Depois há outra fase da carreira de Woody Allen na qual sofre uma mutação trágico-
cómica, fruto do seu pessimismo existencial. O cineasta larga a capa de palhaço leviano
e subtil e veste a do palhaço soturno e sorumbático. Filmes como Interiors (Intimidade,
1979), Crimes and Misdemeanors (Crimes e Escapadelas, 1989), Stardust
Memories (Recordações, 1980) ou Another Woman (Uma Outra Mulher, 1988). Filmes
feitos por um “palhaço triste”, vencido, que refletem o olhar negro do imaginário de
Woody, ainda que, a espaços, possa haver momentos de uma suave e melancólica doçura
humorística. Nesta senda o Woody Allen mais extremo é, quiçá, Match Point (2005),
um retrato negríssimo da alma humana, da casualidade da vida, da imprevisibilidade do
amor e dos efeitos hediondos da ambição revestida de obsessão. Os dilemas morais e
existenciais, as angústias e medos interiores que perpassam por este filme tomam
proporções emocionais insuportáveis. Para os personagens e para os espectadores. É uma
obra de um pessimismo pragmático (longe das habituais coordenadas do humor nonsense)
que olha a condição humana com uma frieza perturbante e cínica, pejada de pecados
infames, sem apaziguamentos de qualquer ordem moral, sem esperança nem redenção.

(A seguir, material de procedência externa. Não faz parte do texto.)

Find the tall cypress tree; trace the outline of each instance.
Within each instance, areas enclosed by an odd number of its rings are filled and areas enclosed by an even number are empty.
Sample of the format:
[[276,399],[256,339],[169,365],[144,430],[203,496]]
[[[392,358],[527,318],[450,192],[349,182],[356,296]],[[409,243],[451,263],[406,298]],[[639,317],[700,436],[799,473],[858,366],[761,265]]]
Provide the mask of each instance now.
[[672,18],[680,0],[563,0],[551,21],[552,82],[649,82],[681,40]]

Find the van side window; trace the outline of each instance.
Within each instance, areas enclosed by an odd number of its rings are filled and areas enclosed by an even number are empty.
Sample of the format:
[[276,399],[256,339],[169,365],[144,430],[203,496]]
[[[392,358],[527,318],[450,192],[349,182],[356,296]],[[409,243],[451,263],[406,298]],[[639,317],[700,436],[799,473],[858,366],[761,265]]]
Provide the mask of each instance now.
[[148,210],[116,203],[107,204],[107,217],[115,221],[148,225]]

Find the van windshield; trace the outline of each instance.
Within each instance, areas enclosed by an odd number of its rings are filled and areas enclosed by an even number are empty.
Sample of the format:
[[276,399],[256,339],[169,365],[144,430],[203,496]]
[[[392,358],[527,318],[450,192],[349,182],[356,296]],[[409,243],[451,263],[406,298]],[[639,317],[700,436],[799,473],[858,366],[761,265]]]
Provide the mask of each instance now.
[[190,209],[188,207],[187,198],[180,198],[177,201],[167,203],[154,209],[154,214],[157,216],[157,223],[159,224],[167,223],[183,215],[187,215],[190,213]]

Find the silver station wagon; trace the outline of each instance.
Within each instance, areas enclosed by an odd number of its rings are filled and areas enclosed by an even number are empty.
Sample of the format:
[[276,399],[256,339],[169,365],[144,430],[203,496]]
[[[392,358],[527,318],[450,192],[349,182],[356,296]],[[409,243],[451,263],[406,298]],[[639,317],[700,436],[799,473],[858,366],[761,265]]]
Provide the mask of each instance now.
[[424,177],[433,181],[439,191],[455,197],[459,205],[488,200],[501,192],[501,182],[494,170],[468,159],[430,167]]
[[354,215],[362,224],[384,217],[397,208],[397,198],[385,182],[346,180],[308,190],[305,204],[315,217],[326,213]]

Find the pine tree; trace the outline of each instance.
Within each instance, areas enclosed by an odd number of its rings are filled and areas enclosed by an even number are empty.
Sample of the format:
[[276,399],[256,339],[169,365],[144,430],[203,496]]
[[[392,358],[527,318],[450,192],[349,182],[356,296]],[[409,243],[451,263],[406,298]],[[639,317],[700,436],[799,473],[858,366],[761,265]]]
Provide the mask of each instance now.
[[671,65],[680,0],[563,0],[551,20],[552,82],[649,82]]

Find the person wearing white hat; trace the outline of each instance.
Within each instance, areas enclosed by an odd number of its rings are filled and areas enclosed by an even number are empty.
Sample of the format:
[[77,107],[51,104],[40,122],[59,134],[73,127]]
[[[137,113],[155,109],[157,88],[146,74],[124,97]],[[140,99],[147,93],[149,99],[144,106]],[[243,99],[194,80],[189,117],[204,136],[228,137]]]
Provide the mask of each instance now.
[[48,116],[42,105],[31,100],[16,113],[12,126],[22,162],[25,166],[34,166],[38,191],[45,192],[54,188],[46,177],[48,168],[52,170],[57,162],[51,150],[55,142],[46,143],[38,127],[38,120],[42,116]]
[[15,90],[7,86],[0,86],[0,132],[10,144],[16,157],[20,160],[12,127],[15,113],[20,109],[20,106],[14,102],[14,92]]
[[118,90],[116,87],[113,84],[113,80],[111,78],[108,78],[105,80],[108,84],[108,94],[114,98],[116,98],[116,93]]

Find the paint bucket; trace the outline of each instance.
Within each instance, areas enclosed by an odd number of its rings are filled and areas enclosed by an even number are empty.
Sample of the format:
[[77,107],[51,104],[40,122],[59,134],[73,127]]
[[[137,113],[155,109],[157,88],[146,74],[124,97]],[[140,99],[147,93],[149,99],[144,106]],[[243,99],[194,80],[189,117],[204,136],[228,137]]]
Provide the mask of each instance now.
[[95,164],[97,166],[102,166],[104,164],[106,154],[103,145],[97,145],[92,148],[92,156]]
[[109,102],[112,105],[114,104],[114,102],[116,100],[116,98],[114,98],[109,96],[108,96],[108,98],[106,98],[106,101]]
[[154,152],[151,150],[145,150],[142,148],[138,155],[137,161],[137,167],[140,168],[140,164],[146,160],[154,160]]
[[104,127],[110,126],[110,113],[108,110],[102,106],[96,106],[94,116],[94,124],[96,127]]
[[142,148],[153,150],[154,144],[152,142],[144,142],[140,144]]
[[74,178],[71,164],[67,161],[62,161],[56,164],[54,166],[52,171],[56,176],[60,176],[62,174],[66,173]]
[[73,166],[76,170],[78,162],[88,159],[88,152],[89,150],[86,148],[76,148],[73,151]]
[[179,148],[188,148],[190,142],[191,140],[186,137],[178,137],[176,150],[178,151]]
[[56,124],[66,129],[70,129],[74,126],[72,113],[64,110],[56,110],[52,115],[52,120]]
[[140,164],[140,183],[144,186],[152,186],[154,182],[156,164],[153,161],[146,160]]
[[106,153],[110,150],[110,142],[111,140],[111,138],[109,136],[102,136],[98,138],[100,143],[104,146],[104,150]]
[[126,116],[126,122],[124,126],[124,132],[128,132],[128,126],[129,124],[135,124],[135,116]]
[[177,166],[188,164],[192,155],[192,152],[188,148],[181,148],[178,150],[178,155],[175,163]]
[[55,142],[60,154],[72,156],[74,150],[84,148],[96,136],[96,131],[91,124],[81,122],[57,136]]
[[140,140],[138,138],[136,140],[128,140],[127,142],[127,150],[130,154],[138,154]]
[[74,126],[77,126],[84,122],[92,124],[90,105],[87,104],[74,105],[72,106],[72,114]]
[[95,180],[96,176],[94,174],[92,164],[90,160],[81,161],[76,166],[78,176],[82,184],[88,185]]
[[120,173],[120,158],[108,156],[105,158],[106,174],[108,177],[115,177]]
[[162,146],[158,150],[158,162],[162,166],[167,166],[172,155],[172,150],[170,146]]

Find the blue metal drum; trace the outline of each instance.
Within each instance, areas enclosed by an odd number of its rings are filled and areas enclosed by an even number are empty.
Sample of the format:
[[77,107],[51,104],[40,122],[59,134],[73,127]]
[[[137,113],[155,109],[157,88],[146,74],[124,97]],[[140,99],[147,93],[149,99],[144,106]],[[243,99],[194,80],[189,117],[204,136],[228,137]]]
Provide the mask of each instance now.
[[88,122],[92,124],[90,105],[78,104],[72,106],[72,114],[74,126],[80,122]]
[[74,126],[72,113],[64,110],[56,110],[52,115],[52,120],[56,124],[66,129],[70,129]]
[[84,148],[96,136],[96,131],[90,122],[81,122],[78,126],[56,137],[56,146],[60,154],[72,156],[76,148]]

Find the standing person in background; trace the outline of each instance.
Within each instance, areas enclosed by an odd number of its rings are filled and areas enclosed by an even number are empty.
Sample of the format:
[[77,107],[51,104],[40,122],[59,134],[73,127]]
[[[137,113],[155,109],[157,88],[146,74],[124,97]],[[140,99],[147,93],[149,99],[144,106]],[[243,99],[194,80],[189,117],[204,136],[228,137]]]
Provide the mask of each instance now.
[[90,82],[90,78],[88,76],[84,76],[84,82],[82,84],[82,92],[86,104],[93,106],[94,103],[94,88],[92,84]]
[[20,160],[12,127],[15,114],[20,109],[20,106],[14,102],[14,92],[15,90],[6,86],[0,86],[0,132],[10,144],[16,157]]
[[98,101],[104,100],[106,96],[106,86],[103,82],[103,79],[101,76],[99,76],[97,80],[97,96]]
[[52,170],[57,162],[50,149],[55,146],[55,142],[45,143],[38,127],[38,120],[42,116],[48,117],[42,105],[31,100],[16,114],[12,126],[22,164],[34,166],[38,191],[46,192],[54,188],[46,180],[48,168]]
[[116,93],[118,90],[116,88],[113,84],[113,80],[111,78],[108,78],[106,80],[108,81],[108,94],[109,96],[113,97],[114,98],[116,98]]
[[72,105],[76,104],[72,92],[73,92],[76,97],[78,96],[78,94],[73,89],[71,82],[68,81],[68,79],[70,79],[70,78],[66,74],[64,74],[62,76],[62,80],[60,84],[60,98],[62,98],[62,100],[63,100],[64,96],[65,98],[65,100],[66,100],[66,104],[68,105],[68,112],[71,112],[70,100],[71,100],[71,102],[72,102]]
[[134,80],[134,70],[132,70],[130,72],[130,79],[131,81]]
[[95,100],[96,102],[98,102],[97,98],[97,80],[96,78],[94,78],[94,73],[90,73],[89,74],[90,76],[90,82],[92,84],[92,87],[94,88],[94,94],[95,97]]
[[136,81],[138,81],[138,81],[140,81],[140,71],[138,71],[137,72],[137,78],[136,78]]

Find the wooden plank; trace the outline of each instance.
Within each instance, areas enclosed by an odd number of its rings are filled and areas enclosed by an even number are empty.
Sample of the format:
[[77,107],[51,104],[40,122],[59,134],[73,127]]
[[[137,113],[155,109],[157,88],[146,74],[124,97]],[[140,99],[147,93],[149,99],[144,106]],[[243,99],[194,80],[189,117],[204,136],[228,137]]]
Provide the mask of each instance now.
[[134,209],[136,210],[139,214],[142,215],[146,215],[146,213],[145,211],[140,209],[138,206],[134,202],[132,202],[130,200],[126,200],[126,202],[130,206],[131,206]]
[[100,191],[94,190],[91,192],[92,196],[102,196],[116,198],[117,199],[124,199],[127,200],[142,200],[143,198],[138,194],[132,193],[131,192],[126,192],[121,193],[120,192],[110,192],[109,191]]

É
como se autores pessimistas como Schopenhauer, Emile Cioran, Nietzsche e Thomas
Bernard contaminassem o espírito de Woody Allen, sugando-lhe as réstias de sangue
humano quente (leia-se optimismo, humor, comédia). É a veia mais lúgubre e arrasadora
de Woody Allen, que destila crimes sem sentido, mortes por “obrigação moral”, ódios
mundanos e metafísicos, desnorte existencial e pitadas de um ténue e cirúrgico humor
negro. É o Woody Allen mais existencialista que se possa imaginar, sem esperança de
redenção nem fé no que quer que seja, com um olhar clínico sobre o desejo, a morte, o
medo, a consciência, o pecado, o perdão.
Woody, apesar de um enorme humorista acaba por utilizar a sua comédia como máscara
para esconder o seu pessimismo sobre a vida. Grande parte dos seus filmes conseguimos
encontrar o seu modo de pensar sobre a vida e a morte. Contudo ele consegue fazê-lo de
uma forma inteligente e com um humorismo que supera a racionalidade regular. Por essa
mesma razão os seus filmes têm tanto de inabitual como de interessante. E a sua forma
de pensar leva-nos a crer que o mundo não deve seguir o sistema.